日韓のアフリカ人材の争奪戦が始まった

こんにちは、狩野(Kanot)です。「日本政府が主導するアフリカ人材育成」と聞いて何を思い浮かべますか?これで「ABEイニシアティブ」がパッと思い浮かんだ方、国際開発関係者かアフリカ関係者でしょうか!

日本政府とアフリカ各国政府では、「ABEイニシアティブ(正式名称は、アフリカの若者のための産業人材育成イニシアティブ)」という、アフリカ各国から人材を招聘し、日本で修士号取得&半年程度の民間企業インターンをし、コネと実力を身につけて帰国してもらい、日本とアフリカの架け橋になってもらう、という事業を行なっています。これまで5年間で1,200人以上のアフリカからの留学生を日本全国で受け入れています。
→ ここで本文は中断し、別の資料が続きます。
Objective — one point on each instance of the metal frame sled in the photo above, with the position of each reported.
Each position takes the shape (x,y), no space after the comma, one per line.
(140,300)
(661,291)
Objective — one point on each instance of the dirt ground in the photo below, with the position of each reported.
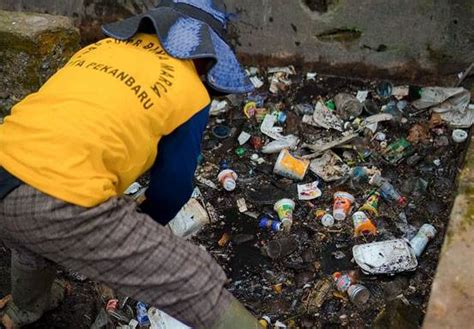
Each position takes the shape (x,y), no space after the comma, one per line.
(397,301)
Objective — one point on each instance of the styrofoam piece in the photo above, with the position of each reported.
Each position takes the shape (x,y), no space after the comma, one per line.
(161,320)
(385,257)
(190,219)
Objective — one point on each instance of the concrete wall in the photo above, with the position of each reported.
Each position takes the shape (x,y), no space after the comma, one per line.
(32,48)
(414,39)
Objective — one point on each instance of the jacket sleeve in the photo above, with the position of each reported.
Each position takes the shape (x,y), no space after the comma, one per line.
(171,182)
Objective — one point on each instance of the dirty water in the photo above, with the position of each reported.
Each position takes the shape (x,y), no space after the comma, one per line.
(279,288)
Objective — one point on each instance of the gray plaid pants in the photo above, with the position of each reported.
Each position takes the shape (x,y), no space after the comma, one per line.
(114,244)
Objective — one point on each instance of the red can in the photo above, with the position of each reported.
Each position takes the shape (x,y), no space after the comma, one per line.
(256,142)
(112,305)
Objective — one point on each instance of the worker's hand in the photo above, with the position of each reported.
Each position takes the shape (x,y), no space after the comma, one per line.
(5,320)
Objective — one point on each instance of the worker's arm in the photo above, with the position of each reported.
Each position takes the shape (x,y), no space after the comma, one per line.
(172,174)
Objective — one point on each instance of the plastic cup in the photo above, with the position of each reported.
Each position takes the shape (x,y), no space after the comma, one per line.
(342,205)
(358,294)
(284,209)
(421,239)
(228,178)
(362,224)
(290,167)
(372,204)
(347,106)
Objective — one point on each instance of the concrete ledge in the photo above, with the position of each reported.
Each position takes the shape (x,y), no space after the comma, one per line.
(32,48)
(452,297)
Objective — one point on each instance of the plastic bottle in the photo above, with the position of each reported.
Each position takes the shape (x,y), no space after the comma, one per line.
(325,218)
(387,190)
(142,315)
(227,178)
(421,239)
(343,281)
(268,223)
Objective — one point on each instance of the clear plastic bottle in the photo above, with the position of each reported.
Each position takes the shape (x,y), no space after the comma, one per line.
(387,190)
(421,239)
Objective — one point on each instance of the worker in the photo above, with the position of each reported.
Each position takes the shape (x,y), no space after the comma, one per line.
(134,102)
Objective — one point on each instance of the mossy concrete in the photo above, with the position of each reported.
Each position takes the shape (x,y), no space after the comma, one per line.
(452,297)
(32,48)
(419,41)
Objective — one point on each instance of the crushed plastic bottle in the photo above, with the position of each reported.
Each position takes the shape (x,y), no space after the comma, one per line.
(142,316)
(387,190)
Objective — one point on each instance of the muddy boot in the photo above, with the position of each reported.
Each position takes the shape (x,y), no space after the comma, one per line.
(236,316)
(33,293)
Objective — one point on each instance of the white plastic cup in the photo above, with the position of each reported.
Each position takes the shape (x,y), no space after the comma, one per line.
(228,179)
(284,209)
(358,294)
(343,202)
(327,220)
(421,239)
(459,135)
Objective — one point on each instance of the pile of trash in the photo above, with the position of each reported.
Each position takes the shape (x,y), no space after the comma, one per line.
(325,199)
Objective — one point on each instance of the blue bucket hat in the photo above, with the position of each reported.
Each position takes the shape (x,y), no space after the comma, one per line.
(191,29)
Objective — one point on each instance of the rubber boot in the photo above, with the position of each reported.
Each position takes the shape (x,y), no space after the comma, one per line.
(236,316)
(31,293)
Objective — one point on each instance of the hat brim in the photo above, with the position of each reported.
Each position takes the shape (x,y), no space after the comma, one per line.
(184,37)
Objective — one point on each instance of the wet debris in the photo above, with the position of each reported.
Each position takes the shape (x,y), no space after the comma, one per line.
(354,240)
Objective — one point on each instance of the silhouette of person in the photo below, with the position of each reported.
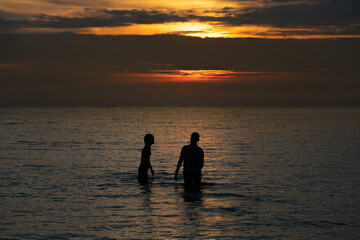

最近、色々なところで「アベイニ(ABEイニシアティブの愛称)は将来のビジネスチャンスの宝だ」と聞く機会が増えてきた感覚があり、日本からは遠いアフリカのエリートと日本企業を結びつけるスキームとして、民間企業レベルからも一定の評価を得ているものと感じています。

さて、前置きが長くなりましたが、今回は、お隣の韓国でも、IT分野に絞って同じような取り組みをしている記事を見つけたので紹介します。

Apply Now: FREE Information Technology Master’s Degree for African Policy Makers
https://www.ictworks.org/information-technology-masters-degree/#.XL-gwJMzZV8
(写真はこのサイトより引用。)

このプログラムはアフリカ開発銀行(AfDB: African Development Bank)と韓国政府のコラボレーションプロジェクトで、「AfDB Next African Global IT Leaders Program」と呼ばれています。

目的はアフリカ大陸全土のIT人材育成、とのことですが、おそらくは韓国政府が全額拠出するプロジェクトで、ABEイニシアティブのように韓国企業とアフリカ人材の人脈構築を狙ったプロジェクトと推測します。

内容は、ミドルマネジメントレベルの公務員を対象に、韓国のトップ大学の一つであるKAIST(韓国科学技術院)のIT系修士コースに、授業料無料・生活費補助で留学できるというものです。

韓国内での過ごし方はABEイニシアティブと似ていて、大学での講義による学びと、現地で韓国企業との結びつきというのを期待しているようです。

日韓のこれらの取り組みは以下のような関係になっています。
・先進国側は、アフリカの優秀な人材を育成し、コネを作り、将来のビジネスに繋げていく。
・アフリカ側は、それを利用し、格安で人材育成を進め、外国とのビジネスチャンスを模索していく。

お互い下心ありありのプログラムですが、人材育成とビジネスチャンスという2つは、今後の経済開発では非常に重要な要素になると思いますので、お互いがWin-Winになりうる可能性を持つ、望ましい取引の姿なのかなと思います。

インドの優秀なITエンジニアなどは、まさに世界中で争奪戦になっていますが、アフリカの人材争奪戦もすぐそこまで来ていますね。